157. Qu. What sea-ports or foreign trade have the Swisses; and yet how warm are those people, and how well provided?
158. Qu. Whether there may not be found a people who so contrive as to be impoverished by their trade? And whether we are not that people?
159. Qu. Whether it would not be better for this island, if all our fine folk of both sexes were shipped off, to remain in foreign countries, rather than that they should spend their estates at home in foreign luxury, and spread the contagion thereof through their native land?
160. Qu. Whether our gentry understand or have a notion of magnificence, and whether for want thereof they do not affect very wretched distinctions?
161. Qu. Whether there be not an art or skill in governing human pride, so as to render it subservient to the pubic aim?
162. Qu. Whether the great and general aim of the public should not be to employ the people?
163. Qu. What right an eldest son hath to the worst education?
164. Qu. Whether men’s counsels are not the result of their knowledge and their principles?

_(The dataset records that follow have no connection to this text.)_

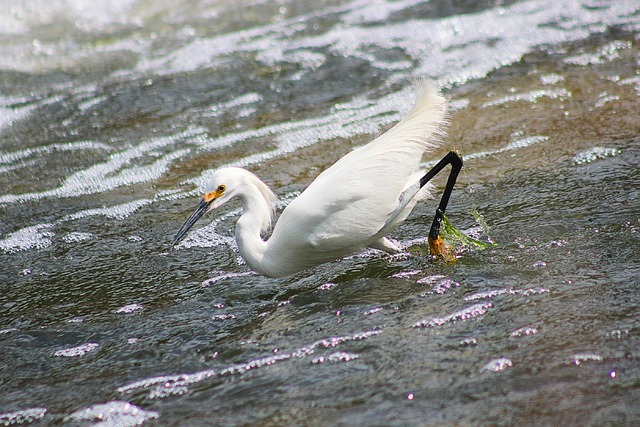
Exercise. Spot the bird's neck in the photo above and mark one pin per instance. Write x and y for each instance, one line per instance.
(251, 245)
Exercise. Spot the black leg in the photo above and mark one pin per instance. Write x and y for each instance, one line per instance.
(455, 161)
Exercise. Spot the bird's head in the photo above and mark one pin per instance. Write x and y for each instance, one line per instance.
(224, 185)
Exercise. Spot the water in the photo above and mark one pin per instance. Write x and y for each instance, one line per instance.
(112, 114)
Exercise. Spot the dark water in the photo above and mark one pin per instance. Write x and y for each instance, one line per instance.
(113, 114)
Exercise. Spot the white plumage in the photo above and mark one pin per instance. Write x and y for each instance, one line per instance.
(351, 205)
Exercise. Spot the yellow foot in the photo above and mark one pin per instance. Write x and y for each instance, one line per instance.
(438, 247)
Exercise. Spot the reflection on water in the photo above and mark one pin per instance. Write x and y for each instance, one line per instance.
(113, 114)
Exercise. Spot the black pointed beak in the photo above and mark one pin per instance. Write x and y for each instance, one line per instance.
(202, 209)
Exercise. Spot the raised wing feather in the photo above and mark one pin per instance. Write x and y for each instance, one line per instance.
(349, 203)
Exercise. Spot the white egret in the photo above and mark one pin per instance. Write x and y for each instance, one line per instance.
(352, 205)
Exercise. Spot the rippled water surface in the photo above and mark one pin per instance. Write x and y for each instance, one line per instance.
(114, 114)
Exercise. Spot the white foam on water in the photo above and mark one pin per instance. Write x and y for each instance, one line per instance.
(33, 237)
(498, 365)
(114, 413)
(119, 212)
(531, 97)
(476, 310)
(19, 156)
(119, 171)
(170, 385)
(78, 351)
(23, 416)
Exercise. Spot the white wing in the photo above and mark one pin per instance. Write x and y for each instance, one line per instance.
(347, 205)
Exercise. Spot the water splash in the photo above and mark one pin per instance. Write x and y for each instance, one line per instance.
(114, 413)
(474, 311)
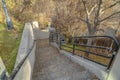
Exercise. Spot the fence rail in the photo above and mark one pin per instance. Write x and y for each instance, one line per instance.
(75, 46)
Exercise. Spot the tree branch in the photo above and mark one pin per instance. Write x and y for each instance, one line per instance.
(86, 10)
(112, 5)
(109, 16)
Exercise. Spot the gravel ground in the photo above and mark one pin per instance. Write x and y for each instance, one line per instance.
(50, 65)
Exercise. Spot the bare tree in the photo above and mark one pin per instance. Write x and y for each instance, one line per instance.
(8, 20)
(94, 16)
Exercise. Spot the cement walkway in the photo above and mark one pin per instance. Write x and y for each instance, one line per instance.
(51, 65)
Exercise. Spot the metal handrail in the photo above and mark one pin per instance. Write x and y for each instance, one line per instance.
(116, 47)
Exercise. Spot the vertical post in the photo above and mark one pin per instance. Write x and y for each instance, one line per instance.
(74, 46)
(60, 43)
(52, 37)
(110, 63)
(8, 20)
(114, 73)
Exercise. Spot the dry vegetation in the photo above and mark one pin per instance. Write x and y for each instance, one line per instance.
(69, 17)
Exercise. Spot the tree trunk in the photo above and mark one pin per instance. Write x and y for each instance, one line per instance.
(8, 20)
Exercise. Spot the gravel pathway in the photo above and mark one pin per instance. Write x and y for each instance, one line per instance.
(50, 65)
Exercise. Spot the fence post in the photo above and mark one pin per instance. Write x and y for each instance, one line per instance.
(110, 63)
(73, 46)
(60, 42)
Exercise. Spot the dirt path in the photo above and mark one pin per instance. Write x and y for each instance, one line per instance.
(50, 65)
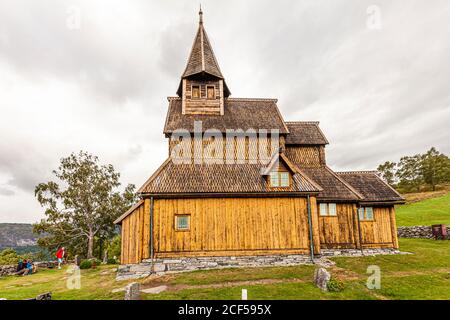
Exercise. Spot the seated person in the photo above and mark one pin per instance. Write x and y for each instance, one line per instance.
(23, 267)
(19, 265)
(29, 268)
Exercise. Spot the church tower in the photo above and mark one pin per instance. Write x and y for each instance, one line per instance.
(202, 88)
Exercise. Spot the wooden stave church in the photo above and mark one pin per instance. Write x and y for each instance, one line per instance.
(232, 209)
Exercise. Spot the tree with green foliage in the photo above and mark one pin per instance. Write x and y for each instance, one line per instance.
(9, 256)
(409, 172)
(387, 171)
(435, 168)
(82, 204)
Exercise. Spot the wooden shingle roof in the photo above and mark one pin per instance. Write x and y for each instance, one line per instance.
(334, 188)
(191, 178)
(371, 186)
(239, 114)
(305, 133)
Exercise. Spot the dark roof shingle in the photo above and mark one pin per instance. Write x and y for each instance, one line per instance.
(239, 114)
(371, 186)
(216, 178)
(305, 133)
(333, 187)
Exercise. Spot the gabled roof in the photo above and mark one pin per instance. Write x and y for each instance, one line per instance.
(371, 186)
(334, 188)
(305, 133)
(242, 114)
(175, 179)
(129, 211)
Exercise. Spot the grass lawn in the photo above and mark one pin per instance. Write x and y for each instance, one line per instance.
(426, 212)
(422, 275)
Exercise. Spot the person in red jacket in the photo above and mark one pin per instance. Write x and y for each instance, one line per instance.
(60, 256)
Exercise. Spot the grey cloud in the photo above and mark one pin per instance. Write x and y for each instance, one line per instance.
(6, 192)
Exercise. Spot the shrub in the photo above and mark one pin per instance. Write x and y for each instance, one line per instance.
(9, 256)
(85, 264)
(335, 285)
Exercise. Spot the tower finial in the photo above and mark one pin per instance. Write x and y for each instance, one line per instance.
(201, 14)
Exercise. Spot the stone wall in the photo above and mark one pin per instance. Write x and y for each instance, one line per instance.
(10, 270)
(166, 266)
(423, 232)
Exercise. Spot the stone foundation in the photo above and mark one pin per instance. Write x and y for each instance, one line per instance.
(423, 232)
(167, 266)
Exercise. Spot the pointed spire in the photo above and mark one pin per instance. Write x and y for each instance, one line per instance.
(200, 13)
(202, 58)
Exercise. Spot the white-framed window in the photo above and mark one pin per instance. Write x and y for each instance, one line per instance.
(323, 208)
(365, 214)
(328, 209)
(332, 209)
(182, 222)
(279, 179)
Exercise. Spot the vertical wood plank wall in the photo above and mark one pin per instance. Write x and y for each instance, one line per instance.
(379, 233)
(237, 226)
(136, 235)
(339, 231)
(249, 226)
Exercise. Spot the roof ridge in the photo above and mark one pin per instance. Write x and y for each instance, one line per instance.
(154, 175)
(357, 171)
(348, 185)
(254, 99)
(303, 122)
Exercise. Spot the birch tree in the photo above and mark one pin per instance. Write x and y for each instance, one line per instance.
(81, 204)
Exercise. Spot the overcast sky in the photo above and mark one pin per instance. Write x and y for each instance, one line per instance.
(94, 75)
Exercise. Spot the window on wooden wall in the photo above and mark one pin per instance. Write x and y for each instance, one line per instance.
(365, 214)
(327, 209)
(323, 209)
(195, 92)
(279, 179)
(182, 222)
(332, 209)
(210, 92)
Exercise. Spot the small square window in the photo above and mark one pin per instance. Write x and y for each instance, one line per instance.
(195, 92)
(210, 92)
(182, 222)
(332, 209)
(284, 179)
(361, 214)
(323, 209)
(369, 213)
(274, 179)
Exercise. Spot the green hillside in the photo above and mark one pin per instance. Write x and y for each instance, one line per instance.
(426, 212)
(19, 235)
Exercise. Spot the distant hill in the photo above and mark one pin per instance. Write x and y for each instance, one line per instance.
(17, 235)
(426, 210)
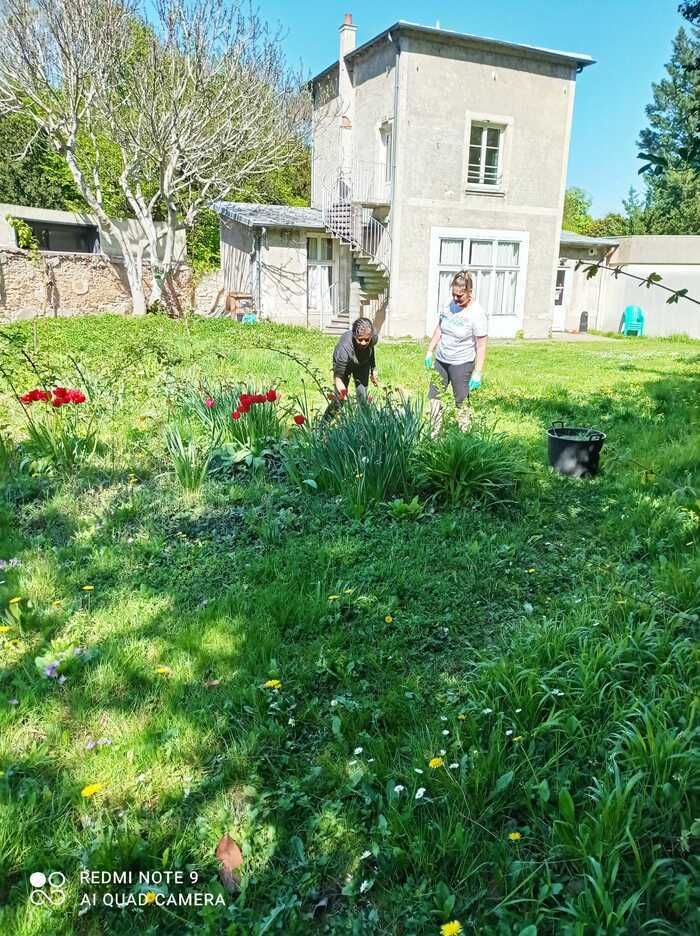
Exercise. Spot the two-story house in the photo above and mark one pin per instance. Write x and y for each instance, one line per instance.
(432, 152)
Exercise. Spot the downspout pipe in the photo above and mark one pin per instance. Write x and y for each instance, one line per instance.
(395, 149)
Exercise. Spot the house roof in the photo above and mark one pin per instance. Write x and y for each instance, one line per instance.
(274, 216)
(572, 239)
(578, 59)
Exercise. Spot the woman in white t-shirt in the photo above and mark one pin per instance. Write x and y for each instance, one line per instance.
(460, 338)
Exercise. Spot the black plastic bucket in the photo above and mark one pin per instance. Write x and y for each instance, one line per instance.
(574, 451)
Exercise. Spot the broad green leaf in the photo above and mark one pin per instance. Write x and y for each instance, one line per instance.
(503, 782)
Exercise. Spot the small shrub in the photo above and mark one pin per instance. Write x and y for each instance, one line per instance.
(462, 467)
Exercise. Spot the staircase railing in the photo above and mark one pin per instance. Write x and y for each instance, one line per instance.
(353, 223)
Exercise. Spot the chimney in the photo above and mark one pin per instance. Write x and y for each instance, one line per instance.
(346, 93)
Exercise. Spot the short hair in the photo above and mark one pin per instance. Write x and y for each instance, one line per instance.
(361, 326)
(463, 278)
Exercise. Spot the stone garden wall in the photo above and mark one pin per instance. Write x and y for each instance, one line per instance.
(69, 284)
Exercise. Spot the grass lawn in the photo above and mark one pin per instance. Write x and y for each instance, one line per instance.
(543, 656)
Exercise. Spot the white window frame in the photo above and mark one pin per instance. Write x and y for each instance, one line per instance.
(331, 264)
(504, 124)
(508, 324)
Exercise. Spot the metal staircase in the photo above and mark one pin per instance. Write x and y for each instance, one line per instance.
(348, 212)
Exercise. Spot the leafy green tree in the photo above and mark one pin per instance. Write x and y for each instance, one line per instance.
(577, 211)
(636, 221)
(31, 171)
(671, 142)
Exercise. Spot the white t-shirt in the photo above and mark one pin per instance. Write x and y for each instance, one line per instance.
(459, 328)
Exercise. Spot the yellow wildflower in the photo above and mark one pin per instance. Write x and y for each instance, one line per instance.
(453, 928)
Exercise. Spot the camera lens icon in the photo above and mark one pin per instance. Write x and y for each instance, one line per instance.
(52, 896)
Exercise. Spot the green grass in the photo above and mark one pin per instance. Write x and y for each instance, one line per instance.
(549, 649)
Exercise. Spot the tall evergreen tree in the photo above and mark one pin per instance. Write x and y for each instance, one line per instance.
(671, 140)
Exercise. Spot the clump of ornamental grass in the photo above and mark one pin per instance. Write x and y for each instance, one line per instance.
(464, 467)
(365, 455)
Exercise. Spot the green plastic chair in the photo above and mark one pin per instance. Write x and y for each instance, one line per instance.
(633, 321)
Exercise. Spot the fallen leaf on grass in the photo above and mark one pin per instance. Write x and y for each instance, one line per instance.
(230, 860)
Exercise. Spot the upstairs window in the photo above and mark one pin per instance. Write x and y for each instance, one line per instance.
(485, 155)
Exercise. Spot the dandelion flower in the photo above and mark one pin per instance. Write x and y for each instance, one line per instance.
(453, 928)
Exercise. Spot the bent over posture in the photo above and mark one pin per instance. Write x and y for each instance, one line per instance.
(460, 338)
(354, 357)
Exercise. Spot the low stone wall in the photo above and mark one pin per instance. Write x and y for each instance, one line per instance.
(69, 284)
(210, 295)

165. Qu. Whether an assembly of freethinkers, petit maitres, and smart Fellows would not make an admirable Senate?
166. Qu. Whether there be not labour of the brains as well as of the hands, and whether the former is beneath a gentleman?
167. Qu. Whether the public be more interested to protect the property acquired by mere birth than that which is the Mediate fruit of learning and vertue?
168. Qu. Whether it would not be a poor and ill-judged project to attempt to promote the good of the community, by invading the rights of one part thereof, or of one particular order of men?
169. Qu. Whether the public happiness be not proposed by the legislature, and whether such happiness doth not contain that of the individuals?
170. Qu. Whether, therefore, a legislator should be content with a vulgar share of knowledge? Whether he should not be a person of reflexion and thought, who hath made it his study to understand the true nature and interest of mankind, how to guide men’s humours and passions, how to incite their active powers, how to make their several talents co-operate to the mutual benefit of each other, and the general good of the whole?
171. Qu. Whether it doth not follow that above all things a gentleman’s care should be to keep his own faculties sound and entire?
172. Qu. Whether the natural phlegm of this island needs any additional stupefier?
173. Qu. Whether all spirituous liquors are not in truth opiates?
174. Qu. Whether our men of business are not generally very grave by fifty?